Kers Vadisi’nden Êzidîlerin Serdeşta Kolka dediği Serdeşt’e yönümüzü döndük. Burada dağlarda bir göçmen kampı var ve kampta yaşam devam ediyor. Herkes kendi işi ile meşgul. Kış mevsimi, Serdeşt’te insanlar evlerine selin ve yağmurların zarar vermemesi için hazırlanıyor.
1915’te Ermenilerin bir kısmı Şengal Dağı’na sığındı.
Serdeşt sakinlerinden biri de yol kenarında kömür işçisi olarak çalışan Pir Reşo. Tarih boyunca geçimlerini sağlamak için çalıştıklarını, babalarının ve dedelerinin hayatları boyunca bu işin içinde olduğunu anlattı. Şengal Dağı aynı zamanda sırların ve saklı hikayelerin yeridir. Pîr Reşo bize bu tarihi olaylardan birini anlatarak, 1915’te Ermenilerin Osmanlılar tarafından katledilmesinden sonra Ermenilerin bir kısmının göç ederek Şengal Dağı’na sığındığını söylüyor.

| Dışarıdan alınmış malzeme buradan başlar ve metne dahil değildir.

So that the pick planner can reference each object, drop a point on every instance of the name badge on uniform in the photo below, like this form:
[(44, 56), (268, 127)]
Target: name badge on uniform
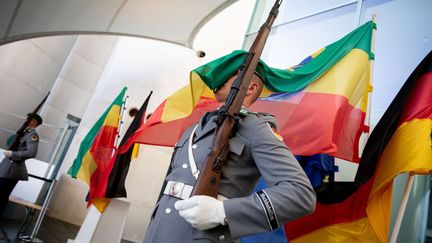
[(275, 133)]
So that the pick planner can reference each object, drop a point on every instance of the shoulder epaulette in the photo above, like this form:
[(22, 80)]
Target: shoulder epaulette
[(244, 113)]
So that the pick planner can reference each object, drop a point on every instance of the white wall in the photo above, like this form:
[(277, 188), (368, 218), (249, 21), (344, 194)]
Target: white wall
[(144, 65), (28, 70), (97, 68)]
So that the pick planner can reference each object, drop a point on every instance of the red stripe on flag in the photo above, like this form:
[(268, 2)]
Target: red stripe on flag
[(351, 209), (317, 123), (419, 105)]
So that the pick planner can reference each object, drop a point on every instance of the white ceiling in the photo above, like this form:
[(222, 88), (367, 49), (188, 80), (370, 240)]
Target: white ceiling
[(173, 21)]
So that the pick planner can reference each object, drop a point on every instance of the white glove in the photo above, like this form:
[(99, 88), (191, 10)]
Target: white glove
[(202, 212), (7, 153)]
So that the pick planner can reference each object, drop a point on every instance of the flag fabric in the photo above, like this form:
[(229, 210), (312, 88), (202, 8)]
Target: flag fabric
[(95, 152), (115, 186), (400, 143), (319, 104)]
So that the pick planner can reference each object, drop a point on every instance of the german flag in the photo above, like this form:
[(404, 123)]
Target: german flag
[(359, 211), (95, 152), (115, 182), (319, 104)]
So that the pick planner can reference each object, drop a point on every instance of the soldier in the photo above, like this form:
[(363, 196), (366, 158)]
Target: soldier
[(256, 150), (12, 167)]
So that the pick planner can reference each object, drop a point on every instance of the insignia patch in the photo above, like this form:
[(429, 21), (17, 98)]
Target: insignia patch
[(269, 210), (273, 130)]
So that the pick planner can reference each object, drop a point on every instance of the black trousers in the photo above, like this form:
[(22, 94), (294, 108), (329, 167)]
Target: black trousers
[(6, 188)]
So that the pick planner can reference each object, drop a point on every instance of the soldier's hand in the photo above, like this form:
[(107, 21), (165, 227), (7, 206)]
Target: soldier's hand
[(7, 153), (202, 212)]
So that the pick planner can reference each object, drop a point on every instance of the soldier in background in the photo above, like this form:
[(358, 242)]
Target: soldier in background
[(12, 167)]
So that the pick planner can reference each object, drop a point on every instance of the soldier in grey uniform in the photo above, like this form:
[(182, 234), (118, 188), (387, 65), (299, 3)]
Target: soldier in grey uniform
[(256, 150), (12, 167)]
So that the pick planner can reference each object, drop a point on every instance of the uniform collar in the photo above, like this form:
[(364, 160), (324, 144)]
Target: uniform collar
[(29, 129)]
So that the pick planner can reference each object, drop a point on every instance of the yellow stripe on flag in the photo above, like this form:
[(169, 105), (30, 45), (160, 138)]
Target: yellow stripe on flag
[(100, 203), (182, 102), (356, 231), (88, 166), (338, 79), (135, 151), (409, 150), (112, 117)]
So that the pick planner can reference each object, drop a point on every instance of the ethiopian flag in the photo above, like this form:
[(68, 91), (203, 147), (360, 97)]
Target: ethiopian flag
[(320, 104), (96, 150), (359, 211)]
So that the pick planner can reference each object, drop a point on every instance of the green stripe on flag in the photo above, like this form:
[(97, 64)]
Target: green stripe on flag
[(216, 72), (91, 135)]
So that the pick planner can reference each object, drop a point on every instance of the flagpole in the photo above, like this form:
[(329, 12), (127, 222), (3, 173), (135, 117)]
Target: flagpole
[(120, 124), (401, 212), (370, 89)]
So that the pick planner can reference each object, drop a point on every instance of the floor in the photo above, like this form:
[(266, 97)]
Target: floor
[(51, 231)]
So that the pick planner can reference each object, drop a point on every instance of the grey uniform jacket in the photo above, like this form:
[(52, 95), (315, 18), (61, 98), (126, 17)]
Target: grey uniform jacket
[(255, 151), (15, 168)]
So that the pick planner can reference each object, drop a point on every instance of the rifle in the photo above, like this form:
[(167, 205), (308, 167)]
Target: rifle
[(20, 132), (209, 178)]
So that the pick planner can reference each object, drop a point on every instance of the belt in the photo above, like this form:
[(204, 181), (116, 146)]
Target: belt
[(182, 191)]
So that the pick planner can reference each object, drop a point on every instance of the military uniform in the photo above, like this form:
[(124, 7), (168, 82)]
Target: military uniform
[(255, 151), (14, 169)]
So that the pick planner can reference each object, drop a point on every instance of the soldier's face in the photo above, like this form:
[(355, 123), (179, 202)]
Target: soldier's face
[(221, 94), (33, 123)]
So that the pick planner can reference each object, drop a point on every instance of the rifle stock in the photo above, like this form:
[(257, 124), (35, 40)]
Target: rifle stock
[(20, 132), (209, 178)]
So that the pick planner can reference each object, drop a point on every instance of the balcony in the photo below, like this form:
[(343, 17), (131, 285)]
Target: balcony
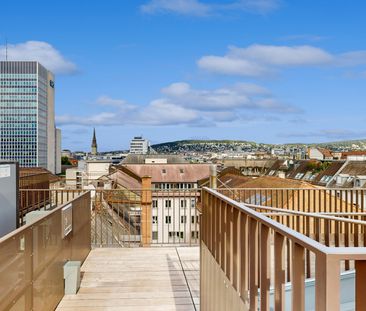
[(252, 249)]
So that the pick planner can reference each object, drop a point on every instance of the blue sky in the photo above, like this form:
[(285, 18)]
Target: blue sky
[(271, 71)]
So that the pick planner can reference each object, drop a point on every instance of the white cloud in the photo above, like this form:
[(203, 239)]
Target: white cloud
[(281, 55), (199, 8), (180, 104), (186, 7), (231, 66), (259, 60), (335, 134), (42, 52)]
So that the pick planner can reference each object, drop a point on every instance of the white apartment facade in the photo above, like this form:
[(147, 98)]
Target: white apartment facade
[(139, 145), (174, 200)]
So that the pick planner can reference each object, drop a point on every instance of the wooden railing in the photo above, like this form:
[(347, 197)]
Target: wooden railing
[(32, 257), (244, 253)]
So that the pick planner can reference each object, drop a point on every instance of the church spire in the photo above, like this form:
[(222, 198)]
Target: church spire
[(94, 144)]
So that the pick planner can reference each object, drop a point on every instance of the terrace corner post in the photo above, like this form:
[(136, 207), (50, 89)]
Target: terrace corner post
[(146, 213)]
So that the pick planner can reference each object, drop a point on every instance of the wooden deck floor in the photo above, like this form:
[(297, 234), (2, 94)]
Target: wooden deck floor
[(132, 279)]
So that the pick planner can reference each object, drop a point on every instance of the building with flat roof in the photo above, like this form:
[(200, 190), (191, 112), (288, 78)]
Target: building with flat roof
[(139, 145), (27, 115)]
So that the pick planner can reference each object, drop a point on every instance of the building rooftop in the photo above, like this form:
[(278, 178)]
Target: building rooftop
[(172, 173)]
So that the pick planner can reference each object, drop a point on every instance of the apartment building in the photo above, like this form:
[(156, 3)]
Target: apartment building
[(139, 145), (174, 197), (27, 116)]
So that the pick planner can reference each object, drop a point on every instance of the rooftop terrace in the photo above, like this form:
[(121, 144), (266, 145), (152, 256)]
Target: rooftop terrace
[(282, 249)]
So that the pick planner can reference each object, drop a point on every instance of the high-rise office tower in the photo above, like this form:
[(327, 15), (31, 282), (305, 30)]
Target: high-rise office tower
[(27, 115), (94, 144)]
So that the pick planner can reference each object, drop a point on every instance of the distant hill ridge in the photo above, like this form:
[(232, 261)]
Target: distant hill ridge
[(195, 144)]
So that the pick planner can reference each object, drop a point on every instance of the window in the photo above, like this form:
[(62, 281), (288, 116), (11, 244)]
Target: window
[(195, 218), (195, 234), (176, 234)]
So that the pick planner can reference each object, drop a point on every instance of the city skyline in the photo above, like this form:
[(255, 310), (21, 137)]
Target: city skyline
[(172, 70)]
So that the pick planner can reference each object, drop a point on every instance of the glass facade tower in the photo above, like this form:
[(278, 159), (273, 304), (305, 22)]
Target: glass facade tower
[(27, 132)]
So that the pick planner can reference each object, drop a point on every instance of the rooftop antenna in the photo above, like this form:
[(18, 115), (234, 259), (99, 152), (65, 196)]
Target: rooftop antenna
[(6, 49)]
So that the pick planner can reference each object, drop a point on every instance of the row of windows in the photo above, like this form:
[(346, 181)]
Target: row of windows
[(173, 185), (168, 203), (194, 234), (17, 155), (22, 105), (18, 119), (18, 97), (17, 140), (18, 76), (183, 219), (17, 111), (11, 90), (17, 132)]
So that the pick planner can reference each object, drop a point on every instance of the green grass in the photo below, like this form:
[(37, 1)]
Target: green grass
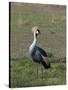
[(51, 20), (24, 73)]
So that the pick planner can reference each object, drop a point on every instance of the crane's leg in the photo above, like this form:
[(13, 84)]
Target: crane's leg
[(42, 72), (37, 70)]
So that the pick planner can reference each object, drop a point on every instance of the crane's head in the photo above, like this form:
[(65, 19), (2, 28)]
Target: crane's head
[(35, 30)]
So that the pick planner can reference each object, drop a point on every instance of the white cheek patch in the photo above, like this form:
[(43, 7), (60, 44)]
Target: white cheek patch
[(37, 32)]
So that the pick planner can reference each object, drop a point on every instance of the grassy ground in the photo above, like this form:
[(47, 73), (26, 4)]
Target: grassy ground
[(52, 23)]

Kuru meşe ağaçlarından kömür yapıyorlar
O dönemde Şengal’de kömür yapma kültürünün yaygınlaştığını anlatan Pîr Reşo, kurumuş meşe ağaçlarını toplayıp ateşe verdiklerini, odunlar yandıktan sonra üzerlerine toprak atılarak söndürüldüğünü, böylelikle kömür elde ettiklerini ifade etti.
“Bu işi sevdiğimiz için değil, geçimimiz buna bağlı olduğu için yapıyoruz. 2014’ten önce bir süre bu işi bıraktık ama fermandan kaçtıktan sonra tekrar bu işi yapmak zorunda kaldık. ya kışın soğuğunda, yazın sıcağında yaşam koşullarını seçecektik ya da göçü ve yabancılaşmayı. Evet burada hayat zor ama biz kendi evlerimizde ve kendi topraklarımızdayız. Şengal Dağı bizim için her yerden daha iyi. Öleceksek de dışarı da değil burada ölmeyi istiyoruz.”